Estoy tendido en la hamaca, en la misma posición en la me quedé hace cuatro semanas, cuando me di un respiro de escribir estas columnas. Me tapa la sombra. Llevo gafas de sol. Un libro me oculta media cara. Desde la otra orilla de la piscina, una chica muy rubia, muy estilizada, muy elegante, muy exquisita, empieza a hacerme muchas señales. Miro hacia atrás. No hay nadie. Es a mí. Vaya. No la conozco de nada, pero la saludo. ¡Faltaría más! En parte, para no dejarla gesticulando a nadie a la vista de todos. En parte, para presumir de intimidad con las de Madrid ante todos mis compañeros de piscina, que viéndome leer solitario han dado por supuesto que soy un pringado.
Me dice que se sube a casa, y que ella se lleva a los niños. Me parece estupendo. De eso seguro que no corre prisa que se entere su marido. Cuando se vea solo, con tiempo para leer, quizá, o para nadar, pues eso que se va a encontrar. Le digo que muy bien. Hala. Que vaya subiendo. Junto mis dos manos en el aire, como para significar que valoro muchísimo su gesto de encargarse de todo. No quiero que su marido pase por desconsiderado. Me dice adiós.
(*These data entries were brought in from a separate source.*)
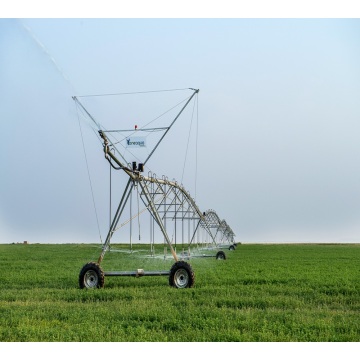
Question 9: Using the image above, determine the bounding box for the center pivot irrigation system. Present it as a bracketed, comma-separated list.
[73, 88, 236, 289]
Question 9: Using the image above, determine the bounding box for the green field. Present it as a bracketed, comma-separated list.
[0, 243, 359, 342]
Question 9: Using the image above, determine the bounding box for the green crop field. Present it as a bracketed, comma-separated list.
[0, 243, 359, 342]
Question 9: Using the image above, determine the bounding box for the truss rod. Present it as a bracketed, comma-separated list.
[98, 178, 133, 264]
[143, 89, 199, 165]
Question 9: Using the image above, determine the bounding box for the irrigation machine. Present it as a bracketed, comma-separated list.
[73, 88, 236, 289]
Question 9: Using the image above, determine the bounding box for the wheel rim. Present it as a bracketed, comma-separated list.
[174, 268, 189, 288]
[217, 253, 225, 260]
[84, 270, 99, 288]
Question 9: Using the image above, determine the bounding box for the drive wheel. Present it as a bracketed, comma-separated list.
[216, 250, 226, 260]
[169, 261, 195, 288]
[229, 245, 235, 251]
[79, 262, 105, 289]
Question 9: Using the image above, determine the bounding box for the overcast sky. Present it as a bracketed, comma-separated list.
[1, 14, 360, 244]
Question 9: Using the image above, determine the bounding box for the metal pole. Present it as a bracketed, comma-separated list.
[98, 178, 133, 264]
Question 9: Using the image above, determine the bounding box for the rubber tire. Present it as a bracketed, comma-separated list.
[229, 245, 235, 251]
[169, 261, 195, 288]
[216, 250, 226, 260]
[79, 262, 105, 289]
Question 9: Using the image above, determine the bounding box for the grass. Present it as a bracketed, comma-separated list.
[0, 243, 359, 341]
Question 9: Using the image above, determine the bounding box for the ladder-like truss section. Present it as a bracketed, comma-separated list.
[201, 210, 236, 248]
[97, 130, 236, 264]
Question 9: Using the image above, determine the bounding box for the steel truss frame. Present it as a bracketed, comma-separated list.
[97, 131, 234, 264]
[200, 210, 237, 251]
[75, 89, 236, 289]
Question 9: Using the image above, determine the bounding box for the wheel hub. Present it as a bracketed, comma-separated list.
[174, 269, 189, 288]
[84, 270, 99, 288]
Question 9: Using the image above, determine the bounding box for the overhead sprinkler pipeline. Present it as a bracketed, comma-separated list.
[75, 88, 236, 290]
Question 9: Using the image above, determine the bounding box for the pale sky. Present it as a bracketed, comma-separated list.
[1, 12, 360, 244]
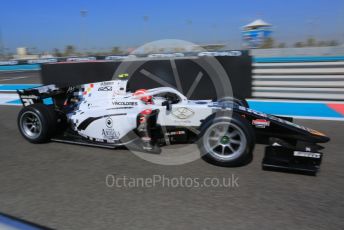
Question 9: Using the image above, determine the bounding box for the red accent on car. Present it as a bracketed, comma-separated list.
[252, 119, 270, 126]
[139, 116, 146, 123]
[134, 89, 152, 103]
[140, 109, 152, 115]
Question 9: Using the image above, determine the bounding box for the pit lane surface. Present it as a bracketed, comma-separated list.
[0, 105, 343, 230]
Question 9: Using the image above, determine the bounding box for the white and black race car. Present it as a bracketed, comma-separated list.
[17, 79, 329, 175]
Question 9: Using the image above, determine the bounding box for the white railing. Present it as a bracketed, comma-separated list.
[252, 60, 344, 100]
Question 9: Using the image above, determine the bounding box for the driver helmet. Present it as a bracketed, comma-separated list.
[133, 89, 153, 104]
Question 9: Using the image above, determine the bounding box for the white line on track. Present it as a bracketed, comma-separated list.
[0, 76, 29, 82]
[0, 93, 20, 105]
[0, 69, 39, 73]
[0, 103, 21, 106]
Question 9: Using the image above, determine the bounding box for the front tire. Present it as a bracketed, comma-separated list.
[198, 114, 255, 167]
[17, 104, 57, 143]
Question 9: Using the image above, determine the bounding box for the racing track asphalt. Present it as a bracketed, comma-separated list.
[0, 71, 343, 230]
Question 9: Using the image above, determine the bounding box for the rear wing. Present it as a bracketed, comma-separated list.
[17, 84, 68, 107]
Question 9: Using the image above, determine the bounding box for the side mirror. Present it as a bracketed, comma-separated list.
[162, 100, 172, 111]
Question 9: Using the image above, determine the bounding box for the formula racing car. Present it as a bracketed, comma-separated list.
[17, 78, 330, 175]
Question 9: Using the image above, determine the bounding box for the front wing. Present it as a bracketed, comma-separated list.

Le digo adiós.
No me parece presuntuoso haber aparentado tener una mujer tan hermosa y dedicada, porque la mía es igual o más.
Tampoco me considero un impostor. O estoy acostumbrado. A fin de cuentas, ¿qué es lo que hago en estos artículos sino hablar, un poco por señas, con ustedes que están en la otra orilla? Quizá les cuento que ahora, empezando la vendimia, mi mujer tiene mucho trabajo y soy yo el que debería subirse (y bajarse (y volverse a subir)) con los niños. A ustedes esa cuestión ni les va ni les viene, pero a lo mejor también juntan las manos para darme ánimos y les gusta, como a mí, que hablemos medio a gritos, medio a gestos. A veces alguien se molesta por alguna cosa que escribo y sólo espero que ahí se rompa la analogía, y el marido de la chica no vaya a llevarse una bronca, o a enfadarse él porque ella, pobre, se fue sin avisar o por cualquier cosa. Pero será (y aquí vuelve la analogía) un malestar pasajero. Mientras que esa conversación íntima entre extraños en la piscina aquí se queda, con su toque de humor y, sobre todo, de gusto y de misterio.
Todo lo cual me sirve para confirmar que ya echaba de menos estos ratos. Las vacaciones al borde de la piscina han estado muy bien, pero toca volver a contarnos todo. Cada vez hay más que contar.